Here, we’ve compiled a list of attractive golf gambling games to choose from when you want to up your stakes.

The Nassau

One of the most popular golf bets owes its name to the Nassau Country Club of Glen Cove, Long Island, and it was devised as a way for players to evade embarrassment. You might wonder - why? Allegedly, rich industrialists who played golf at this club feared that local newspapers reporting their losses might ruin their reputations; to prevent bruised egos, they came up with a system that doesn’t allow even the worst loss to be reported as anything more than 3-0.

The Nassau wager consists of three bets bundled in one: front nine, back nine, and overall (all 18 holes). The most common form of betting is the $2 Nassau, also known as “2-2-2”, where each of the three bets is worth $2, so if you or your team sweep all three, you get a total of $6.

Before the game, players decide if they’ll use handicaps and allow pressing. If they opt for pressing, the losing side can offer the press - which is basically a side bet - when they are two or more holes down during the front-nine, back-nine, or 18-hole segment, in an attempt to even their money by doubling the bet. Of course, if they lose, their loss will double.


Known as “scats,” “cats,” or “syndicates,” the game of skins quickly gained popularity across the US in the last decade of the 20th century.

Before their tee shots, all players must stake a certain amount (usually $1) and agree upon the scoring type - net or gross - and whether or not handicaps will be allowed. It’s essential to have someone keeping the score for each participant.

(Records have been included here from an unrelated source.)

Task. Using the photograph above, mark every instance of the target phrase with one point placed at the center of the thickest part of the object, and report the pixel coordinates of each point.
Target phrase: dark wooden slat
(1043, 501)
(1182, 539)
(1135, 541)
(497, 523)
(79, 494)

The next step would be to determine the value of each skin. Each hole is usually worth $1, but if you’d like to liven things up, you can gradually increase the value of the hole as the game progresses.

Now, the goal of each player or team is to score better than others with a pair or better on as many holes as possible. If it’s a tie, the value carries over to the next hole, doubling the price; skins can keep mounting up until there is an outright winner, which adds to the pressure and excitement.


What screams “gambling” louder than Vegas? Named after the world’s capital of gambling, this golf variant is perfect for those into high stakes and high-intensity games. Vegas asks for two-player teams and has a unique scoring system. Prior to the game, teams should set their wager amounts per point, usually somewhere between $0.1 and $2.

Once the match begins, you can throw traditional maths out of the window. Instead of adding up the scores of team players, Vegas asks for pairing them. For example, if each team member scores four, the total score of the team is not 8, but 44. If one scores 5 and the other one 4, they get 54. The amount of money a team gets is calculated by subtracting the higher and lowered paired scores. In our example, the first team would win 10 points.

Hitting double figures can result in huge losses, so it’s always prudent to agree on a cap on total losses and stakes. We recommend playing with nickels, dimes, quarters, or similar amounts of money to avoid breaking the bank.

The Bottom Line

The long history of golf has given rise to many variations of the game, with differing numbers of players, stakes, and scoring systems. Incorporating betting elements in a game of golf brings more than an adrenaline boost; it allows less-skilled players to enjoy the competition and level up their performance. And there’s no need to play for high stakes; a round of drinks can do just fine.